In [0]:
import numpy as np
import pandas as pd
from pandas import DataFrame, Series
import csv    
import gzip
from IPython.core.pylabtools import figsize
from IPython.display import clear_output
figsize(8, 8)
import re
import time
import os
import glob
%matplotlib inline               
import matplotlib.pyplot as plt
import seaborn as sns
from matplotlib import cm
from matplotlib.ticker import LinearLocator, FormatStrFormatter
from mpl_toolkits.mplot3d import Axes3D
plt.style.use('ggplot')

In [0]:
from google.colab import drive
drive.mount('/content/drive')

Go to this URL in a browser: https://accounts.google.com/o/oauth2/auth?client_id=947318989803-6bn6qk8qdgf4n4g3pfee6491hc0brc4i.apps.googleusercontent.com&redirect_uri=urn%3Aietf%3Awg%3Aoauth%3A2.0%3Aoob&scope=email%20https%3A%2F%2Fwww.googleapis.com%2Fauth%2Fdocs.test%20https%3A%2F%2Fwww.googleapis.com%2Fauth%2Fdrive%20https%3A%2F%2Fwww.googleapis.com%2Fauth%2Fdrive.photos.readonly%20https%3A%2F%2Fwww.googleapis.com%2Fauth%2Fpeopleapi.readonly&response_type=code

Enter your authorization code:
··········
Mounted at /content/drive


In [0]:
''' UNZIPPING MAIN FILE AND ITS CONTENTS '''

import tarfile

filename = os.path.join('/content/drive/My Drive/SMNI_CMI_TRAIN.tar.gz')
tar = tarfile.open(filename)
tar.extractall(path='/content/drive/My Drive/SMNI_CMI_TRAIN_unzipped')
tar.close()

In [0]:
'''NAMING THE LOCATIONS'''

main_dir = "/content/drive/My Drive/SMNI_CMI_TRAIN_unzipped/"
eeg_data = os.path.join(main_dir+'SMNI_CMI_TRAIN/')  # unzipped subjects data file location

subject_files = os.listdir(eeg_data) # list all the subject folders

In [0]:
print(subject_files)

['co2a0000364', 'co2a0000365', 'co2a0000368', 'co2a0000369', 'co2a0000370', 'co2a0000371', 'co2a0000372', 'co2a0000375', 'co2c0000338', 'co2a0000377', 'co2a0000378', 'co2c0000337', 'co2c0000339', 'co2c0000340', 'co2c0000341', 'co2c0000342', 'co2c0000344', 'co2c0000345', 'co2c0000346', 'co2c0000347', 'README']


## Parse Data

The following function will extract relevant parameters from each of the trial files belonging to the subject.
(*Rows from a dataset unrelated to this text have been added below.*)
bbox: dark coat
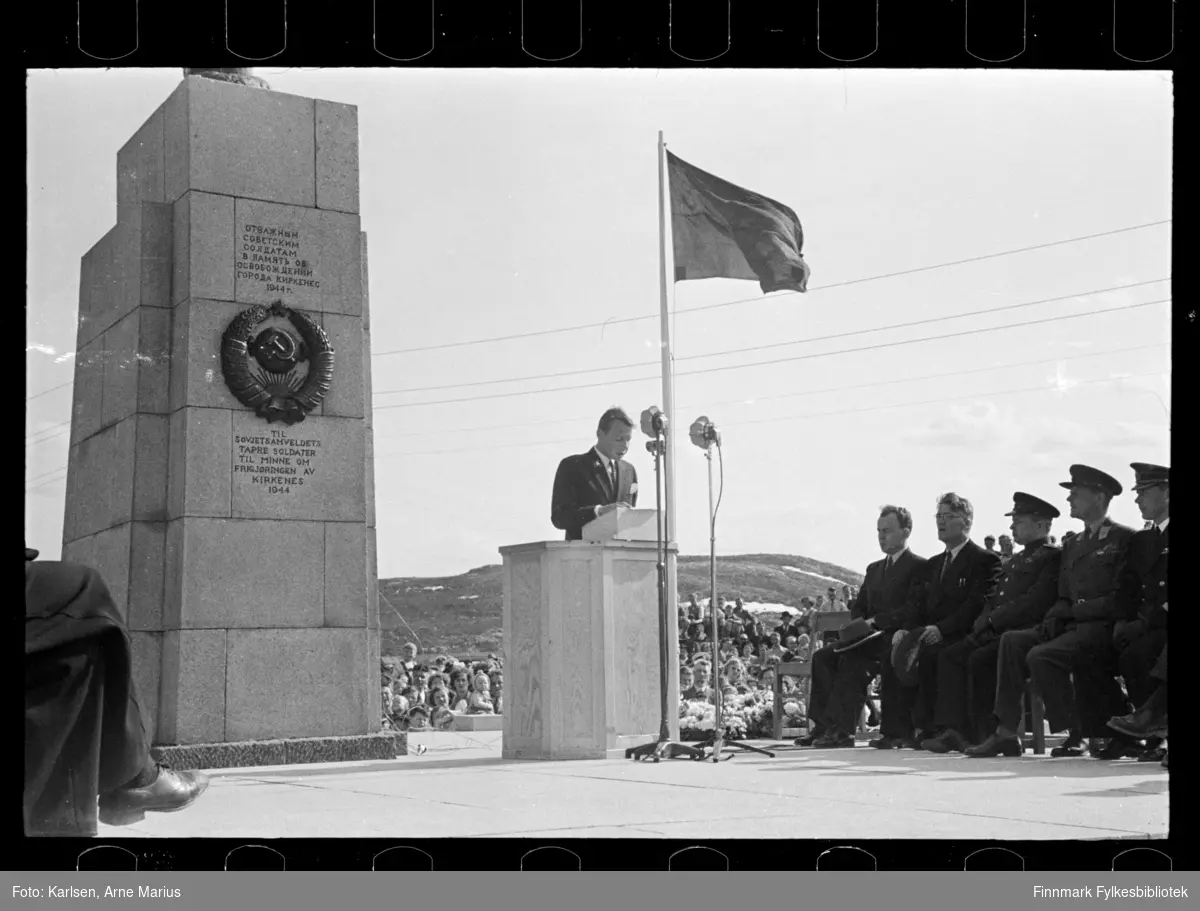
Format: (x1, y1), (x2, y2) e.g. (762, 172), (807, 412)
(1121, 526), (1171, 629)
(1046, 519), (1135, 629)
(974, 538), (1062, 634)
(904, 540), (1001, 640)
(850, 551), (928, 629)
(550, 449), (637, 541)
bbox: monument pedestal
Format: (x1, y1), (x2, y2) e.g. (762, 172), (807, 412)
(500, 510), (679, 760)
(62, 76), (386, 767)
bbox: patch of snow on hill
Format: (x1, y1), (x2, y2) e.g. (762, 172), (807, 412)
(780, 567), (850, 586)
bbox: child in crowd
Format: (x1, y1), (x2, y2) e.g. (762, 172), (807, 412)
(404, 706), (430, 731)
(488, 670), (504, 715)
(684, 663), (713, 702)
(467, 671), (496, 715)
(449, 670), (470, 715)
(679, 665), (695, 699)
(430, 688), (454, 731)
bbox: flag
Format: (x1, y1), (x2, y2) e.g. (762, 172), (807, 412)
(667, 152), (810, 294)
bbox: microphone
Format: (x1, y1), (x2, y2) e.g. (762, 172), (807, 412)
(688, 414), (721, 449)
(642, 404), (667, 437)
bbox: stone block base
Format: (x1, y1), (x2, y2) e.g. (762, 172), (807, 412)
(150, 731), (408, 769)
(454, 715), (504, 731)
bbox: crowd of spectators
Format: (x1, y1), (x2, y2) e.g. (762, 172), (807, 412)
(678, 585), (878, 739)
(379, 642), (504, 731)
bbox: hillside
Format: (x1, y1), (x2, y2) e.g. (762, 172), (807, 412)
(379, 553), (863, 655)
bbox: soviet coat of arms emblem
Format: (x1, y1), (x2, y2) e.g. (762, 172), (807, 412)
(221, 300), (334, 424)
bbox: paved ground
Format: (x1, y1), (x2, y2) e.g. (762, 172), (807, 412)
(100, 731), (1168, 839)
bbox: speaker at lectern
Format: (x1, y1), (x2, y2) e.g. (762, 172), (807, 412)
(583, 507), (659, 544)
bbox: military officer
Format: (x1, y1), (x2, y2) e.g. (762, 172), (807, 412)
(922, 491), (1062, 753)
(966, 465), (1134, 756)
(1112, 462), (1170, 760)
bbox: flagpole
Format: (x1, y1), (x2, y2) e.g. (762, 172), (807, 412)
(658, 130), (679, 741)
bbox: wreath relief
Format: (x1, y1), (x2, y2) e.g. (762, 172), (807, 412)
(221, 300), (334, 424)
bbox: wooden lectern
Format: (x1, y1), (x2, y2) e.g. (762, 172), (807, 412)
(500, 507), (679, 760)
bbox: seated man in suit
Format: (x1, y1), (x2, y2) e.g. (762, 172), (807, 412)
(922, 491), (1062, 753)
(965, 465), (1133, 757)
(1099, 462), (1170, 762)
(796, 505), (925, 747)
(24, 547), (209, 835)
(550, 408), (637, 541)
(871, 493), (1001, 749)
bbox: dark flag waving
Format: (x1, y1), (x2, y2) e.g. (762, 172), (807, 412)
(666, 152), (810, 294)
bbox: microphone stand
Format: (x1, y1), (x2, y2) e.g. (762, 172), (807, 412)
(625, 416), (704, 762)
(701, 434), (775, 762)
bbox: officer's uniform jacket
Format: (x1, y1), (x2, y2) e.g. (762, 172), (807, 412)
(1046, 517), (1135, 627)
(1126, 525), (1171, 629)
(974, 538), (1062, 637)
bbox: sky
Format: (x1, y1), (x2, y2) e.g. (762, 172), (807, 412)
(25, 67), (1172, 577)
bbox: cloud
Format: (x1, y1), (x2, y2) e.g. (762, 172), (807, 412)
(904, 402), (1018, 449)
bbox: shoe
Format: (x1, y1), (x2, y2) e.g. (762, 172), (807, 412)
(962, 733), (1025, 759)
(1050, 731), (1084, 759)
(100, 766), (209, 826)
(1109, 712), (1166, 741)
(1087, 735), (1145, 760)
(920, 727), (967, 753)
(812, 731), (854, 750)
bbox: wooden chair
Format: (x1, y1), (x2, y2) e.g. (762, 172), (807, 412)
(770, 611), (851, 741)
(1016, 681), (1046, 756)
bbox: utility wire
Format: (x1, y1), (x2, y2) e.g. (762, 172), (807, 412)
(371, 218), (1171, 358)
(25, 380), (74, 402)
(372, 298), (1170, 412)
(372, 278), (1170, 395)
(376, 342), (1169, 444)
(379, 372), (1160, 457)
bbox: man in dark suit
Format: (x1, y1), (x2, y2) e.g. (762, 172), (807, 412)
(871, 493), (1001, 749)
(1099, 462), (1170, 760)
(966, 465), (1134, 756)
(922, 491), (1062, 753)
(796, 505), (925, 748)
(24, 547), (209, 835)
(550, 408), (637, 541)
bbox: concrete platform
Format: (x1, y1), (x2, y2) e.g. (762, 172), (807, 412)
(100, 731), (1169, 840)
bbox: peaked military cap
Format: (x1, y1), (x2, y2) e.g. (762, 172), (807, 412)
(1129, 462), (1171, 490)
(1004, 491), (1062, 519)
(1058, 465), (1122, 497)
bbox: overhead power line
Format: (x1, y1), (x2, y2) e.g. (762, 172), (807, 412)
(25, 380), (74, 402)
(372, 278), (1170, 395)
(371, 218), (1171, 358)
(376, 342), (1169, 445)
(377, 372), (1159, 459)
(372, 298), (1170, 412)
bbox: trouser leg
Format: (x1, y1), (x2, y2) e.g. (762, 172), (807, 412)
(912, 639), (956, 731)
(1117, 629), (1166, 706)
(1070, 624), (1129, 737)
(922, 639), (976, 736)
(962, 636), (1000, 743)
(808, 648), (840, 735)
(23, 633), (149, 835)
(992, 629), (1042, 731)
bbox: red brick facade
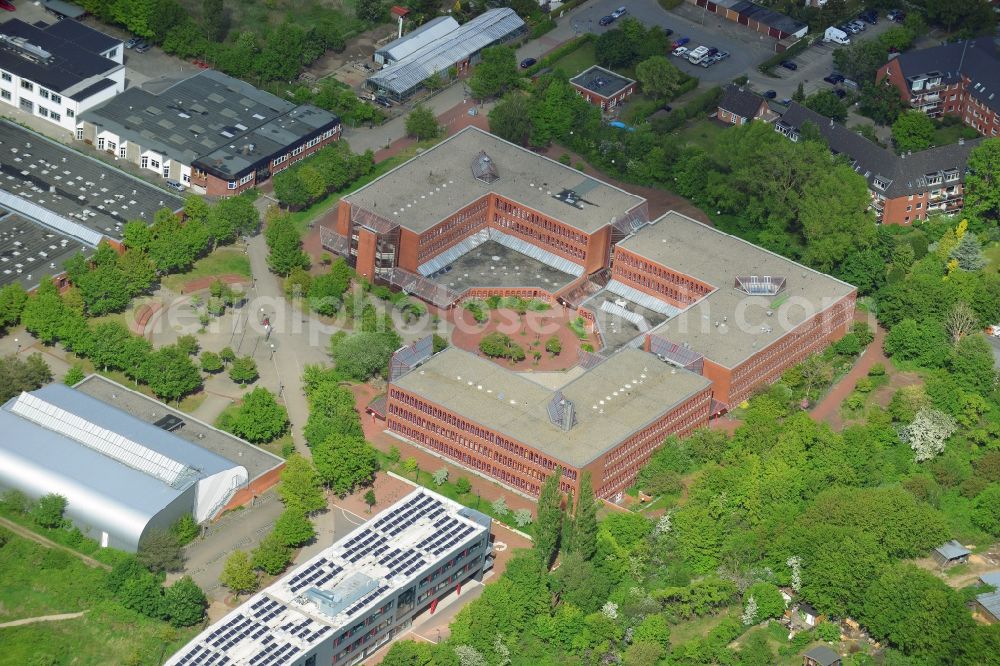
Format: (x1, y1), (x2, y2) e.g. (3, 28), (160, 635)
(386, 386), (711, 498)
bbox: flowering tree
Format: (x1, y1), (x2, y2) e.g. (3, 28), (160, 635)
(899, 407), (957, 462)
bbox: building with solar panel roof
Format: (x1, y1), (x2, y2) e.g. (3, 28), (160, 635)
(166, 488), (491, 666)
(0, 377), (272, 552)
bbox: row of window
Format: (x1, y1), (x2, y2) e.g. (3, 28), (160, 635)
(493, 197), (587, 245)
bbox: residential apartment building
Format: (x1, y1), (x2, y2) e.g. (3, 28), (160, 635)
(569, 65), (635, 111)
(774, 103), (983, 224)
(876, 37), (1000, 137)
(75, 70), (341, 197)
(166, 488), (492, 666)
(0, 19), (125, 132)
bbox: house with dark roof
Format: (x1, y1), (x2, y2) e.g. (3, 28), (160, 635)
(774, 102), (983, 224)
(717, 83), (775, 125)
(0, 19), (125, 132)
(569, 65), (635, 111)
(876, 37), (1000, 136)
(76, 70), (340, 197)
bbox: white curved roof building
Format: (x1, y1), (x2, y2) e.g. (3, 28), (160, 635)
(0, 384), (248, 552)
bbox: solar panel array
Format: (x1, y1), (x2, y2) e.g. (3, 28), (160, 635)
(10, 393), (193, 487)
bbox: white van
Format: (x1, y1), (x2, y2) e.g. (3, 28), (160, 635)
(823, 25), (851, 44)
(688, 46), (708, 65)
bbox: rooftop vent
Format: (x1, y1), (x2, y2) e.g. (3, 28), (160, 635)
(472, 150), (500, 184)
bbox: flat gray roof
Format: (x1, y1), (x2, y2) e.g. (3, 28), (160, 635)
(344, 126), (645, 234)
(80, 69), (340, 178)
(618, 211), (855, 368)
(73, 375), (285, 481)
(395, 347), (711, 467)
(0, 120), (184, 239)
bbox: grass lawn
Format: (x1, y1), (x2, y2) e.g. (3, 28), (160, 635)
(0, 536), (109, 620)
(162, 247), (250, 291)
(551, 40), (597, 77)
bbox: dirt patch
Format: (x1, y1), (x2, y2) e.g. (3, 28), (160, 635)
(449, 307), (599, 372)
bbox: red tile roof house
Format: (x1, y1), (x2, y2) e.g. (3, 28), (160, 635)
(876, 37), (1000, 136)
(718, 83), (776, 125)
(569, 65), (635, 111)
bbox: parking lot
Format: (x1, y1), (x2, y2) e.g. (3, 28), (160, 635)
(560, 0), (775, 83)
(748, 18), (895, 99)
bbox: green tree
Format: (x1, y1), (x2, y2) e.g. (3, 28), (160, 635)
(859, 564), (973, 663)
(0, 282), (28, 331)
(139, 345), (201, 400)
(964, 138), (1000, 220)
(534, 467), (563, 569)
(63, 363), (86, 386)
(892, 111), (934, 153)
(406, 104), (441, 141)
(265, 215), (309, 276)
(163, 576), (208, 627)
(635, 55), (686, 99)
(858, 80), (903, 125)
(229, 356), (260, 384)
(313, 435), (378, 496)
(250, 528), (292, 576)
(469, 46), (520, 99)
(804, 90), (847, 122)
(219, 550), (258, 598)
(31, 493), (66, 529)
(569, 472), (597, 560)
(488, 91), (532, 146)
(199, 351), (222, 374)
(354, 0), (385, 24)
(278, 453), (326, 514)
(231, 384), (288, 444)
(137, 529), (184, 572)
(272, 506), (316, 548)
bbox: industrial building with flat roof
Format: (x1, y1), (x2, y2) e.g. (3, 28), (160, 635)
(76, 70), (341, 196)
(569, 65), (635, 111)
(321, 127), (647, 306)
(386, 348), (711, 498)
(334, 128), (855, 498)
(365, 7), (528, 101)
(166, 488), (492, 666)
(0, 120), (184, 288)
(0, 19), (125, 132)
(0, 384), (262, 552)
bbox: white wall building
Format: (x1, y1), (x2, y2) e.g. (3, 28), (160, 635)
(0, 19), (125, 132)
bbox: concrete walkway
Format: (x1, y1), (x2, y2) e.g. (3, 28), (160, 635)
(0, 517), (111, 571)
(0, 611), (89, 629)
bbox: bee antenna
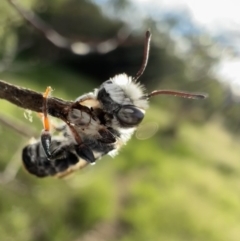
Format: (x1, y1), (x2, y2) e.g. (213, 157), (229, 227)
(147, 90), (208, 99)
(133, 30), (151, 81)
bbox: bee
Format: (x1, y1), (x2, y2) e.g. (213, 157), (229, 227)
(22, 31), (206, 177)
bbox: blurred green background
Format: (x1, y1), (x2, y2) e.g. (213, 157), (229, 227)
(0, 0), (240, 241)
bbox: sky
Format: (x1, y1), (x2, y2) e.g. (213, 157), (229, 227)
(95, 0), (240, 86)
(133, 0), (240, 87)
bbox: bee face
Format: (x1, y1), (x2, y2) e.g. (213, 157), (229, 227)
(22, 32), (207, 177)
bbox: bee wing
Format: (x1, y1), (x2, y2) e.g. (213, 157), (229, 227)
(98, 127), (116, 144)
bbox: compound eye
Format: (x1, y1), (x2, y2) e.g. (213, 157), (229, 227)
(117, 105), (144, 127)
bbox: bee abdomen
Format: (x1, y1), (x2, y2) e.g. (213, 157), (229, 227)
(22, 143), (79, 177)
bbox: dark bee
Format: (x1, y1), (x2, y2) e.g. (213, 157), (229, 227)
(22, 31), (206, 177)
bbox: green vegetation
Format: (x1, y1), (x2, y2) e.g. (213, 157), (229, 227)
(0, 0), (240, 241)
(0, 63), (240, 241)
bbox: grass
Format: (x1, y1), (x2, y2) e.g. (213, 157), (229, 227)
(0, 62), (240, 241)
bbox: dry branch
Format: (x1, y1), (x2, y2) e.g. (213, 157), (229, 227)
(0, 80), (72, 118)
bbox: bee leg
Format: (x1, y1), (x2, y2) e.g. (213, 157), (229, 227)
(41, 86), (52, 159)
(75, 144), (95, 165)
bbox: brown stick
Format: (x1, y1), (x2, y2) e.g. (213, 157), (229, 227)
(0, 80), (73, 119)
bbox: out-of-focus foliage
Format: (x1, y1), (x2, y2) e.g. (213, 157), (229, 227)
(0, 0), (240, 241)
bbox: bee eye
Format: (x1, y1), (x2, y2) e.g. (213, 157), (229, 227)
(117, 105), (144, 127)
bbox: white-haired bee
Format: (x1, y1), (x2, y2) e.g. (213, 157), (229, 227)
(22, 31), (205, 177)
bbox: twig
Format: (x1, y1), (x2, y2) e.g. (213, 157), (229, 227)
(7, 0), (129, 55)
(0, 80), (72, 119)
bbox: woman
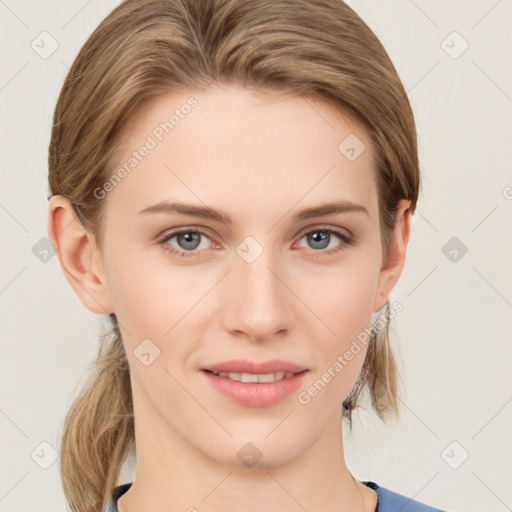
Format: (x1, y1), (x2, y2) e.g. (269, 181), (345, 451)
(48, 0), (448, 512)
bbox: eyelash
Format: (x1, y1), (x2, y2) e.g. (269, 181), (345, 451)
(158, 227), (354, 258)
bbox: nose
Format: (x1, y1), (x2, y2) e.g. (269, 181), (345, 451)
(222, 246), (294, 341)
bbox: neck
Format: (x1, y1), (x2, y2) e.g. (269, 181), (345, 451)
(118, 380), (376, 512)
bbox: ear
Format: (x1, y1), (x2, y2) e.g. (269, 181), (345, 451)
(48, 195), (114, 315)
(373, 199), (411, 312)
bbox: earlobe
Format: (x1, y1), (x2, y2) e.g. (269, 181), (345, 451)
(373, 199), (411, 312)
(48, 195), (114, 315)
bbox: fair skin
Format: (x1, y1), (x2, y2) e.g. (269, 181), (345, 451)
(48, 85), (410, 512)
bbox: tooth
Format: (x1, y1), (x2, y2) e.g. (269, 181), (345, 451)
(240, 373), (258, 382)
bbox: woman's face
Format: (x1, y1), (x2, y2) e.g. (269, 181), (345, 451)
(89, 85), (404, 466)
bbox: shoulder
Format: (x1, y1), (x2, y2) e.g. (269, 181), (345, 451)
(363, 482), (444, 512)
(104, 482), (133, 512)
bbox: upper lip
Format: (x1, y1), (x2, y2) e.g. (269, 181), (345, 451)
(201, 359), (307, 375)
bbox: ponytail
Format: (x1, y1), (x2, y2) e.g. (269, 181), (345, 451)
(60, 315), (135, 512)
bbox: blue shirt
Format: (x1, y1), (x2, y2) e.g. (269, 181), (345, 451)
(105, 482), (444, 512)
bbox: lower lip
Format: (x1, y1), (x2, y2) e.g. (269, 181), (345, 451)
(203, 370), (309, 407)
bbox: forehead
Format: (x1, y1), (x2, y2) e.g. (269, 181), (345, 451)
(104, 84), (376, 224)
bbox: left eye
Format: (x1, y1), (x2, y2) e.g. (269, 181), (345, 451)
(160, 229), (209, 256)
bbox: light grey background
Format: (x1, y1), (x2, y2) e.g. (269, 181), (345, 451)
(0, 0), (512, 512)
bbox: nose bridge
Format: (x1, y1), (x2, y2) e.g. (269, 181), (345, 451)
(225, 237), (292, 339)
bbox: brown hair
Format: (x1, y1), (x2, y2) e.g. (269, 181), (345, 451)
(48, 0), (420, 512)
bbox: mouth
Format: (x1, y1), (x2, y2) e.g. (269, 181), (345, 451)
(201, 360), (309, 407)
(203, 370), (307, 383)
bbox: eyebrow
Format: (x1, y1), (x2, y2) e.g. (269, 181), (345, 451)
(139, 200), (370, 225)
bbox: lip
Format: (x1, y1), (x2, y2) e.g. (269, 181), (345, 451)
(201, 360), (309, 407)
(201, 359), (308, 375)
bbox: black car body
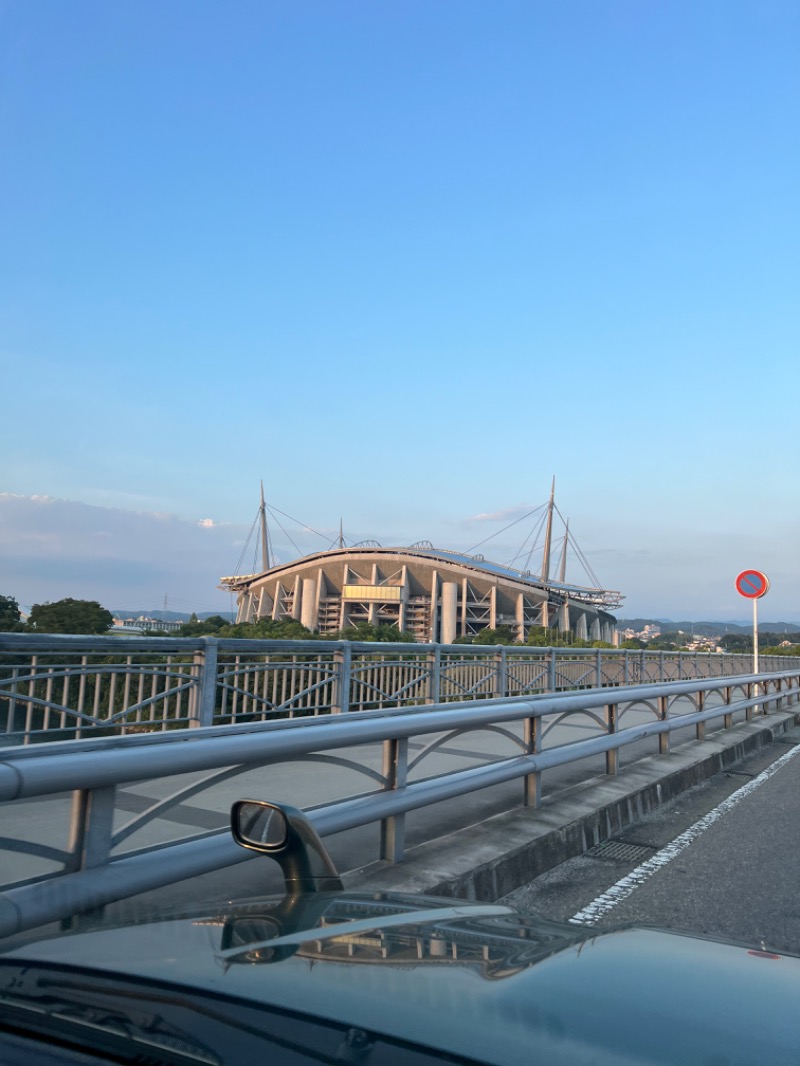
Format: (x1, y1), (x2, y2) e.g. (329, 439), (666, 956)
(0, 801), (800, 1066)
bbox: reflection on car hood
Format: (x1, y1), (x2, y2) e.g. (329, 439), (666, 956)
(0, 893), (800, 1064)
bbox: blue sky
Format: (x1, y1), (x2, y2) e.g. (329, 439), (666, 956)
(0, 0), (800, 621)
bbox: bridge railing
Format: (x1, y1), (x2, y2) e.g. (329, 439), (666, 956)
(0, 667), (800, 935)
(0, 634), (798, 745)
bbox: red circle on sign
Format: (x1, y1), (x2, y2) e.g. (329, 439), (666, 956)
(736, 570), (769, 599)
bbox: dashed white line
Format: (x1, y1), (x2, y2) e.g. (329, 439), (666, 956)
(570, 744), (800, 925)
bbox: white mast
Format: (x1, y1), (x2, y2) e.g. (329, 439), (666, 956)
(542, 475), (556, 584)
(258, 481), (270, 570)
(558, 518), (570, 585)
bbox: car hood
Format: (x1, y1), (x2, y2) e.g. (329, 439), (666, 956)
(0, 893), (800, 1066)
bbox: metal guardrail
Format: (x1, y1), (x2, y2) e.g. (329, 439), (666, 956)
(0, 633), (800, 745)
(0, 667), (800, 935)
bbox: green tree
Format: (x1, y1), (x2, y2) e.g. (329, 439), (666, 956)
(178, 614), (231, 636)
(0, 596), (21, 633)
(473, 626), (518, 644)
(28, 597), (114, 633)
(334, 621), (414, 644)
(219, 615), (317, 641)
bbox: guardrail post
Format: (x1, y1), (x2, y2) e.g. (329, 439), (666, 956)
(694, 690), (705, 740)
(722, 684), (733, 729)
(606, 704), (620, 776)
(381, 737), (409, 862)
(658, 696), (670, 755)
(496, 648), (509, 699)
(331, 641), (353, 714)
(64, 785), (116, 873)
(426, 644), (442, 704)
(775, 677), (783, 711)
(547, 648), (556, 693)
(523, 718), (542, 807)
(190, 636), (220, 727)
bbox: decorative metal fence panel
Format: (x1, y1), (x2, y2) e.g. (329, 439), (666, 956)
(0, 634), (800, 745)
(0, 669), (800, 933)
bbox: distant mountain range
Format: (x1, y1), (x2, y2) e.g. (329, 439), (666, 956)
(617, 618), (800, 636)
(111, 610), (236, 621)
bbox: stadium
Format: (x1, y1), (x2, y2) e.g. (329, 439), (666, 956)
(220, 495), (622, 644)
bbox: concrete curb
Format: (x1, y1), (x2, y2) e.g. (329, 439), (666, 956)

The extracted files are stored in .csv format.

In [0]:
def extract_info(filename):
    """ Function to parse individual trial details for a subject.
        Args:
        filename - The name of file to be parsed
        
        Return:
        subject_id - The subject ID of the subject
        alcoholic - Return True for alcoholic subject
        stimulus  - Returns the stimulus for a particular trial
        trial_num - Trial number of the subject. On average there is 90 trial files per 
                    subject"""

    with gzip.open(filename, 'rt') as f:
        reader = csv.reader(f)
        for idx, row in enumerate(reader):
            if idx == 0:
                m = re.match('# (co\d(a|c)\d\d\d\d\d\d\d)', row[0])  #match pattern for the subject name
                                                                     #contains 'a' for alcoholics 
                                                                     #and 'c' for control
                subject_id = m.group(1)
                alcoholic = (m.group(2) == 'a')
            if idx == 3:
                m = re.match('# (.*?) trial (\d+)', row[0] + row[1]) #matching trial number 
                stimulus = re.sub('\W', ' ', m.group(1))
                trial_num = int(m.group(2))
#             if idx == 4:
#                 m = re.match('# (.*?) chan (\d+)', row[0])
#                 chan_name = re.sub('\W', '', m.group(1))
#                 chan_no = int(m.group(2))
    return subject_id, alcoholic, stimulus,trial_num

In [0]:
''' Converts files into CSV'''

def create_csv(subject_folder, main_dir, verbosity):
    """
        This function reads in individual trial files of subject folder, stacks the data
        in the form of a dataframe object and writes them out as CSV files.
        
        Args:
        subject_folder: The folder containing all the unzipped trial files of a subject
        main_dir: The main directory path to the data location
        verbosity: Pass a number greater than 1 for more output details
        
        Return:
        None 
    """
    data_dir = main_dir + subject_folder
    print('##########################################################')
    print('Beginning extraction of subject ', str(subject_folder))
    trial_dir = os.listdir(data_dir)
    trial_files = [file_i for file_i in trial_dir if file_i.endswith('.gz')]
    print('There are ', len(trial_files), 'trials under this subject')
    for file_no, file in enumerate(trial_files):
        tic = time.time()
        filename = data_dir + file
        df = pd.DataFrame()
        if verbosity == 0:
            print('Beginning extraction from file ', filename)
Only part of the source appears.